Courts and the Coronavirus

This is the first in a series of blog posts about judicial systems’ response to the coronavirus (SARS-CoV-2 is its technical name; Covid-19 is the disease it causes) outbreak and the justice systems’ active participation in a whole-of-society-approach (WOSA) to national security and safety threats such as Covid-19.

On January 30 the World Health Organization (WHO) declared the coronavirus a global-health emergency. As health authorities and governments struggled to control the advance of the dangerous disease, and experts scrambled to figure out how  it is transmitted, what the duration of the incubation period might be (generally between three and seven days, with the longest period being 14 days), how many other people each infected person will infect (epidemiologists call this the reproduction number), and how and when people without symptoms can spread the disease, the use of quarantine and isolation of people created urgent civil liberty issues for courts. Generally, for example, quarantine and isolation must be carried out in the least restrictive setting and manner necessary to maintain public health.

Isolation and quarantine are used to protect the public by preventing exposure to infected persons or to persons who may be infected but show no symptoms. Isolation separates people known or suspected to be infected from those who are healthy. Quarantine is used to separate and restrict the movement of well persons who may have been exposed to the virus to see if they become ill within a specified time from their suspected exposure. 


How is the need for quarantine or isolation established? By whom? How are people screened?  On what basis and criteria? On what legal authority can people who are asymptomatic be confined against their will? (There is legal precedent for the confinement of people who are a threat to themselves and others but who have not committed a crime, but there are clearly articulated restrictions.) How long? Where? What are the entitlements and rights of those isolated or quarantined? What are the penalties for non-compliance with orders of isolation or quarantine? How many court orders may need to be issued to compel those who try to evade quarantine or isolation? How can we answer these questions when we have sparse and imperfect data on the outbreak and advance of the virus? 

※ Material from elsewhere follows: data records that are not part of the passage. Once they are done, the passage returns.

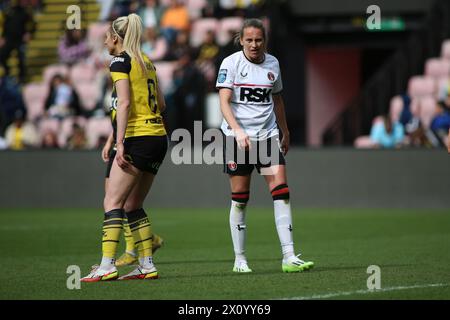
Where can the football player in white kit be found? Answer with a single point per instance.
(249, 84)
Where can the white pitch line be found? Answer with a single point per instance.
(367, 291)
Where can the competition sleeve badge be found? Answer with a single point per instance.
(222, 75)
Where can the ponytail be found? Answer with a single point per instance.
(129, 29)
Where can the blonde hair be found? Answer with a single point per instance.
(129, 30)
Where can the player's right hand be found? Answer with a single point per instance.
(105, 153)
(120, 157)
(242, 139)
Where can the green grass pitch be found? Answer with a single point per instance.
(412, 248)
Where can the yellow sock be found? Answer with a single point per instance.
(112, 226)
(129, 241)
(142, 232)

In the United States, state and local governments are primarily responsible for controlling the spread of deadly diseases within state borders; state laws authorize isolation and quarantine of people infected or exposed to the virus (see the National Conference of State Legislatures). The federal government, through the Centers for Disease Control and Prevention (CDC), has the authority  to exercise quarantine and isolation powers  for specific diseases across national borders and state borders if the state governments are unable or unwilling to respond effectively  (see the Centers for Disease Control and Prevention).


In a paper published in the Court Manager in December, my colleagues and I made urgent pleas for courts’ proactive participation in a whole-of-society approach (WOSA) to unprecedented threats we face to our safety, security, and welfare. Courts must get ready for a riskier world today. We and, therefore, they face threats to our safety, security, and welfare not only from dangerous diseases like the coronavirus, but also terrorist attacks, biological and chemical attacks, and cyberattacks. Such threats warrant the immediate attention of courts and their justice partners, not just to mitigate the risks to the continuity of their own operations but to protect society as a whole.


In our December 2019 paper, which was mostly focused on other threats, we warned that courts have not prepared for a potential pandemic like the coronavirus: 


Quarantine laws and statutes in many states have not been updated or tested since the influenza outbreak of 1918, which killed more than 675,000 Americans, and for that and other reasons the courts are not prepared to address a potential pandemic. On October 30, 2014, Chief Judge of the Maine District Courts, Charles LaVerdiere, received a call that the state had filed a petition to quarantine a nurse returning from Ebola-stricken West Africa who had planned to attend a large social function that evening. He needed to decide quickly whether to allow the nurse’s quarantine. He determined that Maine had not met its burden of proof and denied the quarantine although it did require cooperation with monitoring and placed limits on her travel. A lot of “what ifs” went unanswered, underlining the need for pandemic planning efforts. “I was forced to make a life-or-death decision immediately. No decision was, in fact, a decision with potentially deadly consequences,” LaVerdiere said.


As a follow-up to our paper, we are developing a project combining information gathering, training and education of judges and court administrators, and dissemination of curated resources and tools to address the threats we face today as part of a whole-of-society approach. Our thinking about the project at beginning of this year was focused on cybersecurity of courts, but this was before the coronavirus began to appear daily in the headline news around the world, and people wearing face masks became commonplace. Maybe we need to refocus.


As I was ready to post this blog, I picked up the latest issue of the Economist with the ominous picture on its cover of the earth wearing a facemask covering China and surrounding regions (see accompanying picture). Will the virus become a global pandemic? How deadly will it be?  How many cases are unrecorded? We may not know the answers for at least a few weeks but we, public health authorities, and the courts must plan and be prepared today.